So what?
Like someone already stated, sorry I'm bad at remembering names, there is no clause - "unless there is a choice" - the govt. [who is doing this] still has to obey the law, AND the spirit of the constitution, and not piss it away for some unproven "need to," or some unfounded claim that it is needed to keep us safe.
And WHO are you to determine whether or not flying is a choice? Some people HAVE TO for work, others go away to school and need to get to and fro quickly, hell, some people live on islands [like Hawaii] - and to get off it to the mainland U.S quickly, the fastest way is by airplane.

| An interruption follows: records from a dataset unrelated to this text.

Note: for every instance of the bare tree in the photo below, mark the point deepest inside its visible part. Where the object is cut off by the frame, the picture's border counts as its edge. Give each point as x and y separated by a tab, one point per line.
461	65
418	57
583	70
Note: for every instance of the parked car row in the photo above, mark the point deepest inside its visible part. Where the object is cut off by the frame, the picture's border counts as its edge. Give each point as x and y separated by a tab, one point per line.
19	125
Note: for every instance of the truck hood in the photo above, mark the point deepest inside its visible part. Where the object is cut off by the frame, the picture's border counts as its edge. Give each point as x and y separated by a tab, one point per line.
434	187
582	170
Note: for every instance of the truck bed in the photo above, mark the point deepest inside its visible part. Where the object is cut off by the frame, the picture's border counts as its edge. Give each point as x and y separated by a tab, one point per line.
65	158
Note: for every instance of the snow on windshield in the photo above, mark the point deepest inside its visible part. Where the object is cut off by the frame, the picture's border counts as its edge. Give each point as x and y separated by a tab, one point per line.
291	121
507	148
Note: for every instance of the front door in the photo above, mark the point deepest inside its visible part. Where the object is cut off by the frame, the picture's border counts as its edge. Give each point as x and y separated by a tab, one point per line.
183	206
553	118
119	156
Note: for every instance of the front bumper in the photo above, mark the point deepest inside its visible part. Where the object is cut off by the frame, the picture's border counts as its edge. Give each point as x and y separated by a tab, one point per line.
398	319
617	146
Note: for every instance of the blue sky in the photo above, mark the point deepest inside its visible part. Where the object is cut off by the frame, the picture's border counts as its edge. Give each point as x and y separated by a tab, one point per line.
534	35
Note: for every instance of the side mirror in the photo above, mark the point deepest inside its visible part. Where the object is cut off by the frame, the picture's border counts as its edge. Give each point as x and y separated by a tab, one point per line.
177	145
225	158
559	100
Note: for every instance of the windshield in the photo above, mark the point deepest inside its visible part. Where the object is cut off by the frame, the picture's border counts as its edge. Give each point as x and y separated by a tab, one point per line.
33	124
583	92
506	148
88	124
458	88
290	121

It amazes me that some of the same people who want to get rid of TSA support nationalized healthcare (it's ok to make someone pay you because they're alive, but not ok to make someone submit to a search if they want to ride your plane?)
1. Red herring, this is about the TSA, nothing else
2. The arguments are not boiling down to, or ever do boil down to wanting no searches at all. It'd be prudent for you to read the arguments more carefully - it seems like too many people in support of the TSA's methods are incapable of doing that given how they make mistakes like yours EVEN WHEN presented with corrections, counter-arguments... which, funnily enough, you just demonstrated.
Also, the airlines want the TSA's to be there. It may be a gov't agency, but the airlines would have to have private companies do it if the gov't didn't.
1. [source?]
2. That isn't a bad thing per-se, sure prices MAY go up, but a fair price to pay for methods that are logical, less dubious [safety/health/constitutionality wise, and effective.
There has to be a limit to this - where people say "ok, this is going too far," or in response to certain absurd arguments that boil down to chicken little in support of measures like that we face now, people just come out and call those making said arguments out for making insanely idiotic, and absurd arguments not rooted in anything other than fear and hyperbole.